Giving a presentation to a large roomful of strangers is not high on most people’s lists of enjoyable moments. But presenting at an international conference about a topic that is NOT your major — now that’s tough, right?
But strangely enough, this was a really positive experience for both Hannah Bennet ’21 and Mohamed El-Sayed ’20. The two traveled to Eugene, Oregon, in June of 2019 to offer their Arab-American research at the International Association for Language Learning Technology at the University of Oregon.
In fact, Bennet, a cinema major with a concentration in queer studies, was surprised by how UN-nervous she felt. In the days leading up to the presentation, she was more nervous about making her flight connections than presenting. It wasn’t until she finally boarded the plane, that it hit her.
“Fortunately, it went well,” she says. “We had a crowded room, and everyone there seemed interested in what we had to say. We have an awesome project. I think our audience felt that in our presentation. This experience has given me the confidence to do this kind of thing again and to feel more confident when talking about the work I have done in the future.”
So, what did they present about? The two were part of a class that connected Denison students to an Arab community. They interviewed families over time and compiled an oral history that is now part of an archive.
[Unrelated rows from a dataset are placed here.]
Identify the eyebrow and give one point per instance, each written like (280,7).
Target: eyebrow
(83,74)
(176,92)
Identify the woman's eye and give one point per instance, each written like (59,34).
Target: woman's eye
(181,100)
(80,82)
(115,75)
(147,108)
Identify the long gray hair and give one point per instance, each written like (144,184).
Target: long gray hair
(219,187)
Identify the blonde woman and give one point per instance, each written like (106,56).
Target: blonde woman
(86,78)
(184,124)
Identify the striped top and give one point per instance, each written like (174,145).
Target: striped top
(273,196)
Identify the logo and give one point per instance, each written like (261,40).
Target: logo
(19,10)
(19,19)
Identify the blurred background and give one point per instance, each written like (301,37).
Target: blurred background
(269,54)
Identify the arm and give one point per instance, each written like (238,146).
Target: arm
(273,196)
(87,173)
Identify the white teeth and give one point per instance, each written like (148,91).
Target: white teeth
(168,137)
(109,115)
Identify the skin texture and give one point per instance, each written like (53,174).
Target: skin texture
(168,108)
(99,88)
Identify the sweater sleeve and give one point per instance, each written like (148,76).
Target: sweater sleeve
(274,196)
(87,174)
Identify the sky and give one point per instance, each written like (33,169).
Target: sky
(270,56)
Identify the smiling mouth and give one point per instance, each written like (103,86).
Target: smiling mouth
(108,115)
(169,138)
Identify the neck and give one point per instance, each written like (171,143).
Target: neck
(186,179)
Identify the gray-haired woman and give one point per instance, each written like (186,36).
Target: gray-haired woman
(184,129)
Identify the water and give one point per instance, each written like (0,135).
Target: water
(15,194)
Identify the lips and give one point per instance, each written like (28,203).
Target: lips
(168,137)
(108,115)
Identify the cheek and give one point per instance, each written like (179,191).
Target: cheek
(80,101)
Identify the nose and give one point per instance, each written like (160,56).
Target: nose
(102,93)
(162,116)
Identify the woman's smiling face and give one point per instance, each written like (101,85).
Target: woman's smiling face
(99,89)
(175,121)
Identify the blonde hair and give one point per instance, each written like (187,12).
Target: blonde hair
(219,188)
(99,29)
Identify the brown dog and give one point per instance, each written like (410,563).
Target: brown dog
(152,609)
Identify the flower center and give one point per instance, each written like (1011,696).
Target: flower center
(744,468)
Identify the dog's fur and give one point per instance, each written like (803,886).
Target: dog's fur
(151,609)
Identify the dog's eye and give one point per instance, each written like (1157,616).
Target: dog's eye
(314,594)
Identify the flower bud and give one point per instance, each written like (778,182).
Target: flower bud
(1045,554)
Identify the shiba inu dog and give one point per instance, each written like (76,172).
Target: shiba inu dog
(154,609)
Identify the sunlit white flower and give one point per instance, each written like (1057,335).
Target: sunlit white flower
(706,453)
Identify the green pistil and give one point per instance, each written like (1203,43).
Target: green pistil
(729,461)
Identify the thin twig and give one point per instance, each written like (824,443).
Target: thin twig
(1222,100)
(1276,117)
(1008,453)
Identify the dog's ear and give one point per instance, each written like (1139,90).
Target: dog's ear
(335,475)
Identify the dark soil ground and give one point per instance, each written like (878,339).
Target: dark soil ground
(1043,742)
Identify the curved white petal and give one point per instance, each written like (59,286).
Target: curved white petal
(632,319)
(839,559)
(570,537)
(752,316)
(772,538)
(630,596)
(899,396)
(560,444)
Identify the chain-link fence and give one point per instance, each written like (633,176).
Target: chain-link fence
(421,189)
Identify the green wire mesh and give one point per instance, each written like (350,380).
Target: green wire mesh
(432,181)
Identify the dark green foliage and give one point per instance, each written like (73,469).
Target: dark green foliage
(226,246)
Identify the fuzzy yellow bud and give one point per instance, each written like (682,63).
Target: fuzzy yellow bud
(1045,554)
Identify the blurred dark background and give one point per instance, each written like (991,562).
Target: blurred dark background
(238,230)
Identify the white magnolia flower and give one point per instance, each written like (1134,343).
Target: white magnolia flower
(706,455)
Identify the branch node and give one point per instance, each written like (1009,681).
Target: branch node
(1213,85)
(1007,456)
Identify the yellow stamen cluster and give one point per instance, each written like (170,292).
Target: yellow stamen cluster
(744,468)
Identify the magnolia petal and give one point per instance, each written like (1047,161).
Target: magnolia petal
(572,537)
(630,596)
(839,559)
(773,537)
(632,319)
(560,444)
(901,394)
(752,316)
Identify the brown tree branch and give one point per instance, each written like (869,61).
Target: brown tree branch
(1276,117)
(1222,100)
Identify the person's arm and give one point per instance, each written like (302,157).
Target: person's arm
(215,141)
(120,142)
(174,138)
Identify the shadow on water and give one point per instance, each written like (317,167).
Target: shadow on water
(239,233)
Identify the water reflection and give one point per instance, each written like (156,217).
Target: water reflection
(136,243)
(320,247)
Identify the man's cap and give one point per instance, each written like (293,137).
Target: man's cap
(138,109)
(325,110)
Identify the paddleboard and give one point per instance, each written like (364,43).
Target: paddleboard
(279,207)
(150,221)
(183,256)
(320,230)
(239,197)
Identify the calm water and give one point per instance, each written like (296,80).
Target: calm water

Hanada Al-Masri, associate professor of Modern Languages and director of the Middle East and North African Studies concentration, created the project to introduce her students to the diverse cultural, social, economic, linguistic and educational backgrounds of the Arabic community.
One crucial factor for a project like this is the ability to access a major city like Columbus, which has an extensive Arab community.
Al-Masri notes the project achieves a lot of goals. In addition to helping students gain proficiency in Arabic, it “equips students with the skills necessary to conduct oral interviews, ask important questions, dig deeper with great follow-up questions and critically think about claims and calls for action that dehumanize others.”
Even though El-Sayed is a native Arab speaker, he learned a surprising amount during the class. A biology major with a minor in chemistry, Sayaed found it refreshing to use his language in a non-Arabic speaking country but discovered there were some things about Arab community that even he didn’t know.
“I learned that identity formation is far more complex than what we think,” he says. “Even though all the families we met are ‘Arabs,’ they come from different countries with different traditions and cultures.”
And Bennet learned a lot that is helpful to her as a cinema major. “My biggest take away is that being a good listener is not at all about just hearing the words of a story – it’s how to tell the story: body language and thoughtful pauses between questions,” she adds.
“The light shines in a person’s eyes as they think back to their childhood and share their memories. Tears and smiles. Fully paying attention and participating in this conversation is genuinely listening. It’s taking in everything presented and being present as much as possible.”
Funding for Off-campus Opportunities
While opportunities like this are valuable, they aren’t free. Denison provides a range of possibilities to help fund research presentations like this. Both Bennet and El-Sayed received funding through the Lisska Center for Scholarly Engagement and grants that Al-Masri applied for such as the Denison University Research Foundation (DURF) and Patty Foresman fund.
“Without the help of the Lisska Center and Dr. Al-Masri, I would not have been able to attend the conference,” says Bennet. “I work throughout the summer to help pay for school. There aren’t that many additional funds for purchasing a flight across the country.”